The now weekly cost of implementing their "fixes" including dodging the unwanted opt-out drop-ware is no longer trivial. And yet we keep sucking it up - why?
How long before we get a Class Action Suit to finally take Adobe to task? This is a bigger problem than VW's clever code so why don't Governments take action?
Today's news: Vuln in Adobe Flash player.
Next week's news: Vuln in Adobe Flash player.
Next month's ne.......hell, do I have to spell it out?
As for "what's it for", you might want to ask the BBC why they still refuse to serve anything other than Flash video to PC clients, despite the fact that they'll happily provide other versions to platforms that do not support Flash. Incompetent wankers that they are.
Yep, the usual "some have no choice" thing for me because some companies seem utterly incapable of e.g. just listing my sodding phone calls FFS without some overblown fancy super management Flash app.
All I want to do is (a) see my calls/charges as originally printed on that simple one-page bill they used to bother to send before increasing profits by cutting out postage costs and (b) ideally get it to just email me (automatically, without having to log in and manually request it) an electronic equivalent of that simple one-page bill that once upon a time they had no trouble putting together and printing for thousands of customers in a single run.
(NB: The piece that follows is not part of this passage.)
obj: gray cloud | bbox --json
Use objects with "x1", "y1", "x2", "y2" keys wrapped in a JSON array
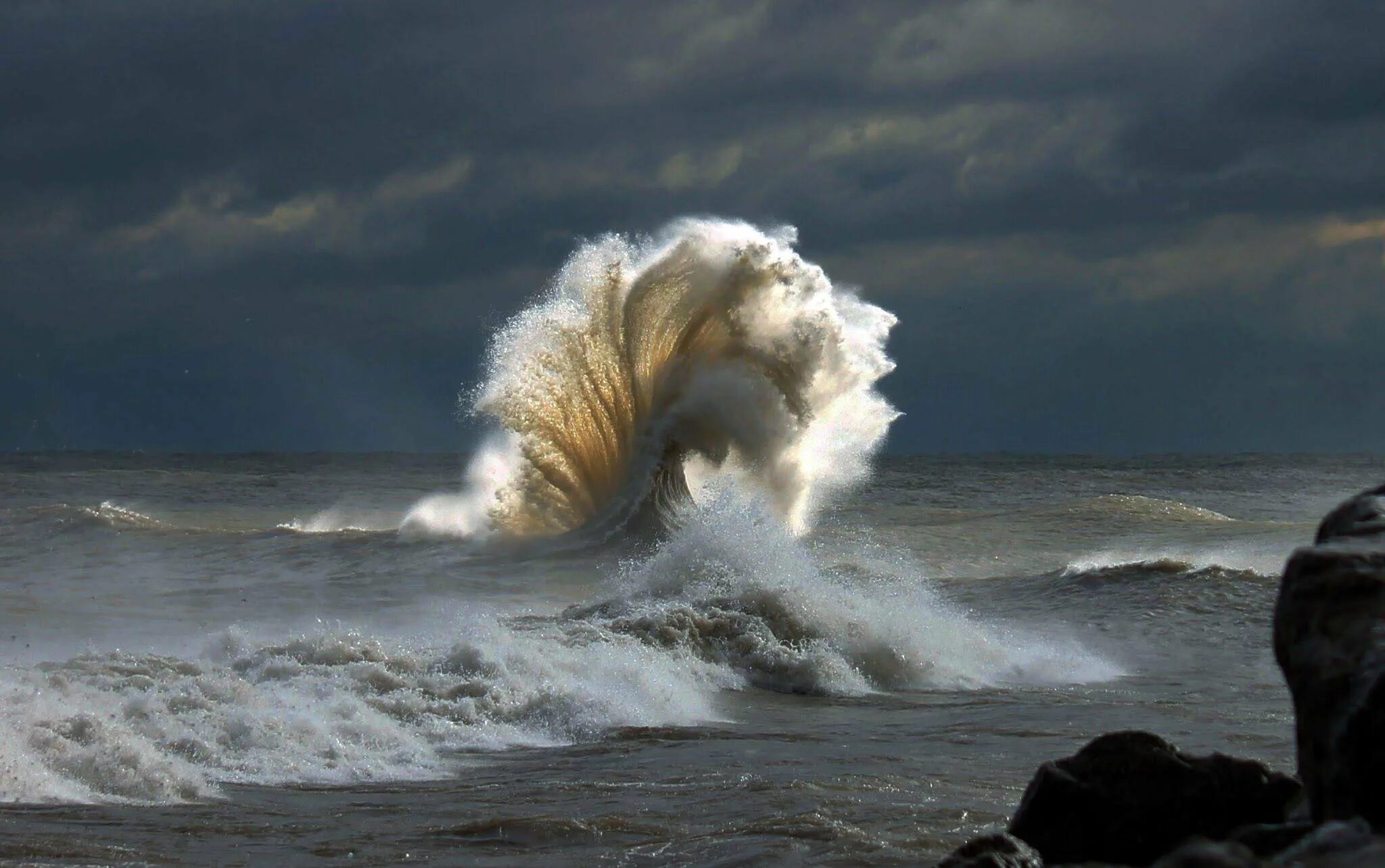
[{"x1": 0, "y1": 0, "x2": 1385, "y2": 450}]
I look forward to the arrival of a 'simple web page for simple people' option.
Yeah, Sage 100 2015 has this amazing thing they say we really can use to make our ERP experience amazingly simple...
Visual Workflow...
A sodding flash interface for their accounting package...
Which we don't use in our company...
Because we've eliminated Flash.
How to program like it was 2005, way to go Sage Software!
As the computing industry matures I wonder how long it will be before we see companies being held liable for problems like this. When the industry (and the Internet) was new it was all a bit wild west but now it's starting to mature I think people are starting to look at technology like they do the other things around them. What I mean is if you vacuum cleaner burst into flames and burnt your house down because of a design fault there's liability there. If your flash player allows miscreants to access your bank account details because of a design fault is it really fundamentally any different? How much liability can a producer shed using an EULA. In the case of software it seems to be a lot more than for physical things.
"How much liability can a producer shed using an EULA."
Nowhere near as much as they attempt to tbh; generally speaking, when a EULA is examined by a court, it's found to contain dozens of unlawful clauses and so can't actually be enforced. Steam ran into this in Europe; their original EULA rejected any sort of refund out-of-hand, which is flat-out illegal in the EU. Steam then climbed down. Similar things are probably the case for most others.
I'd be interested to see what happens to, say, Google if someone challenged their end-user agreement, since the amount of data they keep is probably far outside the boundaries of European legislation (hell, in Google's case there's successful cases where people have shown it's outside US law).
I doubt that "putting through the court system" is likely to make the average EULA understandable to the "person of reasonable skill". After all, I've rarely seen a patent that the inventor could really understand once the lawyers got through with it, and sane people have no way of understanding how U.S. "civil forfeiture" could possibly be legal.
That said, that "200 page" EULA for Flash is probably only 15 or so pages in English. The rest consists of various translations, of which Adobe apparently feels Arabic is the most important. They always place me on that page and I have to skim the file to find English.
Combining the apparent difficulty of writing comprehensible legalese and the nuance of translation to multiple languages, it would be interesting to know what that Arabic version binds me to that the English version does not.